If your business falls apart when you take a week off...

Then you don't have a business.

You have a demanding job.

Here are the 3 systems I built that let me step away (and eventually sell my company):

I built a bootstrapped B2B SaaS company in public safety from $0 to exit.

But before I figured out these systems, I was doing everything myself.

Working crazy hours.

The first system you need:

Customer acquisition that doesn't depend on you.

Early on, I was doing all the sales myself.

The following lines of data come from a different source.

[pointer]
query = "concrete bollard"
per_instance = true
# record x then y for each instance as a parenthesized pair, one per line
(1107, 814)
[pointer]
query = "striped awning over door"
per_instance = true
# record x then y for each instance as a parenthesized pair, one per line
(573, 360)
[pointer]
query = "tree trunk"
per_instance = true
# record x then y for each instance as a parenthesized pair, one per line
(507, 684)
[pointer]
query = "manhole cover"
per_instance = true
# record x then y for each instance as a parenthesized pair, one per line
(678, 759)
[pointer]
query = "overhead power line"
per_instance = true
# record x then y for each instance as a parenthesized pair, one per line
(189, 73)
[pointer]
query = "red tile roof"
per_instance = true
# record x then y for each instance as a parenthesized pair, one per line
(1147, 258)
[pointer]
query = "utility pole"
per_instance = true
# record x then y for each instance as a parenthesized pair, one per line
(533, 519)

I had to be in every meeting with CTOs of billion-dollar companies.

Because I was the only one who could sell the vision.

And because a 25-year-old account executive can't have those high-level conversations.

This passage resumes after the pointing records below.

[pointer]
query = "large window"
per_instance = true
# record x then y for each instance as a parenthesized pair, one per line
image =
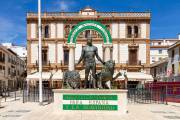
(44, 57)
(133, 60)
(129, 31)
(2, 57)
(132, 31)
(46, 31)
(136, 31)
(67, 30)
(66, 56)
(160, 51)
(87, 33)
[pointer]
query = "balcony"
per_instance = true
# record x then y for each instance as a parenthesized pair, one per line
(103, 14)
(46, 65)
(134, 63)
(2, 60)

But it was my fault, actually.

The real problem was I hadn't built a clear, repeatable sales process they could follow.

So here's what I did:

I built structured sales materials, demo flows and documentation for my team.

Basically, I systematized the sales process so I no longer needed to be in every deal.

Second system: Scalable service & operations.

I used to handle every customer issue personally.

And my customers loved it, but I became the bottleneck.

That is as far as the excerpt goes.